\documentclass[11pt]{article}
\usepackage{indentfirst}
\usepackage{amsmath}
% \usepackage{amssymb}
% \usepackage{amsthm}
% \usepackage{amscd}
\usepackage{natbib}
\usepackage{url}
% \usepackage{graphicx}
\usepackage[utf8]{inputenc}
\usepackage[tableposition=top]{caption}
\newcommand{\real}{\mathbb{R}}
\newcommand{\inner}[1]{\langle #1 \rangle}
\newcommand{\set}[1]{\{\, #1 \,\}}
\newcommand{\bigset}[1]{\left\{\, #1 \,\right\}}
\newcommand{\fatdot}{\,\cdot\,}
\newcommand{\opand}{\mathbin{\rm and}}
\newtheorem{theorem}{Theorem}
\newtheorem{corollary}[theorem]{Corollary}
\newtheorem{lemma}[theorem]{Lemma}
\DeclareMathOperator{\var}{var}
\DeclareMathOperator{\rint}{rint}
\DeclareMathOperator{\con}{con}
\DeclareMathOperator{\pos}{pos}
\DeclareMathOperator{\cl}{cl}
\DeclareMathOperator{\spam}{span}
\DeclareMathOperator{\rc}{rc}
\DeclareMathOperator{\myPr}{Pr}
\DeclareMathOperator{\supp}{supp}
\DeclareMathOperator{\rank}{rank}
\DeclareMathOperator{\logit}{logit}
\setlength{\textheight}{\paperheight}
\addtolength{\textheight}{- 2 in}
\setlength{\topmargin}{0.25 pt}
\setlength{\headheight}{0 pt}
\setlength{\headsep}{0 pt}
\addtolength{\textheight}{- \topmargin}
\addtolength{\textheight}{- \topmargin}
\addtolength{\textheight}{- \footskip}
\setlength{\textwidth}{\paperwidth}
\addtolength{\textwidth}{- 2 in}
\setlength{\oddsidemargin}{0.25 in}
\setlength{\evensidemargin}{0.25 in}
\addtolength{\textwidth}{- \oddsidemargin}
\addtolength{\textwidth}{- \evensidemargin}
\begin{document}
\vspace*{0.9375in}
\begin{center}
{\bfseries More Supporting Data Analysis for ``Likelihood Inference
in Exponential Families and Directions of Recession''} \\
By \\
Charles J. Geyer \\
Technical Report No.~673 \\
School of Statistics \\
University of Minnesota \\
% April 20, 2005 \\
\today
\end{center}
\thispagestyle{empty}
\cleardoublepage
\setcounter{page}{1}
\thispagestyle{empty}
<>=
options(keep.source = TRUE, width = 65)
ps.options(pointsize = 15)
pdf.options(pointsize = 15)
@
\section{R Package Rcdd}
We use the R statistical computing environment \citep{rcore} in our analysis.

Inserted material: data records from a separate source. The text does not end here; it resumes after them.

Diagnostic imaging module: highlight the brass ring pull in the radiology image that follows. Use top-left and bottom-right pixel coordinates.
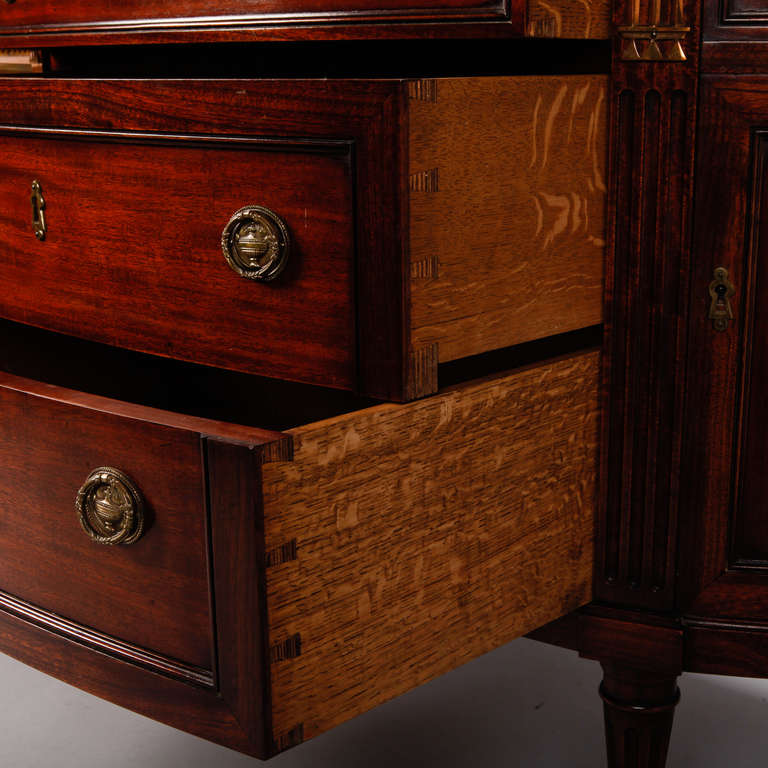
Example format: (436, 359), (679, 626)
(75, 467), (144, 544)
(221, 205), (290, 282)
(709, 267), (736, 331)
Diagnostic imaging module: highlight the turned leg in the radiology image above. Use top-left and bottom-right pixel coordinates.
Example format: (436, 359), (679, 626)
(600, 663), (680, 768)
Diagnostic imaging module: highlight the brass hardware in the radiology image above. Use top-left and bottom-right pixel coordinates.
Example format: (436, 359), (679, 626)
(0, 49), (43, 75)
(31, 179), (48, 240)
(709, 267), (736, 331)
(221, 205), (290, 282)
(618, 0), (691, 61)
(75, 467), (144, 544)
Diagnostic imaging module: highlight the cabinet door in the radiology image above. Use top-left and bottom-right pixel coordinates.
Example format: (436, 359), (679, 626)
(680, 77), (768, 619)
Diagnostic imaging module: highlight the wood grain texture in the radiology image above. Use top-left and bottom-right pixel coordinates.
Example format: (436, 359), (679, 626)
(263, 352), (599, 738)
(679, 76), (768, 619)
(0, 0), (526, 48)
(0, 77), (408, 400)
(526, 0), (611, 40)
(0, 131), (357, 389)
(595, 0), (698, 610)
(0, 380), (214, 670)
(409, 76), (607, 390)
(600, 663), (680, 768)
(204, 439), (273, 757)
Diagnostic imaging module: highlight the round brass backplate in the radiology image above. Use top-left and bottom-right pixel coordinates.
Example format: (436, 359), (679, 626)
(221, 205), (290, 282)
(75, 467), (144, 544)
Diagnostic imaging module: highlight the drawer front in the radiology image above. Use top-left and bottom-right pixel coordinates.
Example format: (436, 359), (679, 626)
(0, 352), (599, 757)
(0, 131), (356, 388)
(263, 352), (599, 743)
(0, 373), (291, 757)
(409, 75), (608, 394)
(0, 378), (213, 679)
(0, 77), (407, 399)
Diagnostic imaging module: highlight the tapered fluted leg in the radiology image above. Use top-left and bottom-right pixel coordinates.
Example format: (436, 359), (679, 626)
(600, 664), (680, 768)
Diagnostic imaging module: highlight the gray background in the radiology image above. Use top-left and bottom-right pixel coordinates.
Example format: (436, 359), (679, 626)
(0, 639), (768, 768)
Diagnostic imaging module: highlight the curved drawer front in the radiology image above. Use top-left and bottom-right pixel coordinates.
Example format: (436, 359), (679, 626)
(0, 131), (355, 387)
(0, 378), (213, 681)
(0, 352), (599, 757)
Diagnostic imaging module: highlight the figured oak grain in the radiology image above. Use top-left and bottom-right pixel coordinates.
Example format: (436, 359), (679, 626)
(409, 75), (607, 380)
(263, 352), (599, 738)
(525, 0), (611, 40)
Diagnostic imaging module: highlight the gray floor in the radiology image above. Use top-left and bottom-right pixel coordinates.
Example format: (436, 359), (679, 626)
(0, 640), (768, 768)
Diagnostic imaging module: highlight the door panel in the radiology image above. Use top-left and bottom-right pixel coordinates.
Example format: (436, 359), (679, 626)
(679, 78), (768, 619)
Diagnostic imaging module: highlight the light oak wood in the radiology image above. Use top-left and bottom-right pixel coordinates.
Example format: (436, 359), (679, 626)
(526, 0), (611, 40)
(409, 75), (608, 380)
(263, 352), (599, 738)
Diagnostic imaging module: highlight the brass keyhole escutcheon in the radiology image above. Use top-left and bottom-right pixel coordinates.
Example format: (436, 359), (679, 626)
(709, 267), (736, 331)
(31, 179), (48, 240)
(75, 467), (144, 544)
(221, 205), (290, 282)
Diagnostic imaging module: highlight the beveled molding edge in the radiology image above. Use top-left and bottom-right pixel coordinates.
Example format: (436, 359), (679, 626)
(718, 0), (768, 27)
(617, 0), (691, 62)
(0, 590), (216, 689)
(0, 0), (511, 40)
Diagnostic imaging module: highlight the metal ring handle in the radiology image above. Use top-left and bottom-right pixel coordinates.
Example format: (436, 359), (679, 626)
(75, 467), (144, 544)
(221, 205), (291, 283)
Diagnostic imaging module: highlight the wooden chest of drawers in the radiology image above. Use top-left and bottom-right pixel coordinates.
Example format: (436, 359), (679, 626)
(0, 76), (606, 400)
(0, 3), (607, 758)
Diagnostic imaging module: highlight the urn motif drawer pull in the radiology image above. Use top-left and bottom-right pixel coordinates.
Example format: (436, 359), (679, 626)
(221, 205), (290, 283)
(75, 467), (144, 544)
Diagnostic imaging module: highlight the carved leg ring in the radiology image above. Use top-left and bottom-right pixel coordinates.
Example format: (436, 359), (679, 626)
(600, 664), (680, 768)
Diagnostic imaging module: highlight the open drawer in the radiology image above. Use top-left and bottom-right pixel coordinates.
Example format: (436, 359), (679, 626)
(0, 332), (598, 758)
(0, 76), (607, 401)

It is free software and can be obtained from
\url{http://cran.r-project.org}. Precompiled binaries
are available for Windows, Macintosh, and popular Linux distributions.
We use the contributed package \verb@rcdd@.
If R has been installed, but this package has
not yet been installed, do
\begin{verbatim}
install.packages("rcdd")
\end{verbatim}
from the R command line
(or do the equivalent using the GUI menus if on Macintosh
or Windows). This may require root or administrator privileges.
If the \verb@rcdd@ package has been installed, we load it
<>=
library(rcdd)
@
<>=
baz <- library(help = "rcdd")
baz <- baz$info[[1]]
baz <- baz[grep("Version", baz)]
baz <- sub("^Version: *", "", baz)
bazzer <- paste(R.version$major, R.version$minor, sep = ".")
@
The version of the package used to make this document
is \Sexpr{baz}.
The version of R used to make this document is \Sexpr{bazzer}.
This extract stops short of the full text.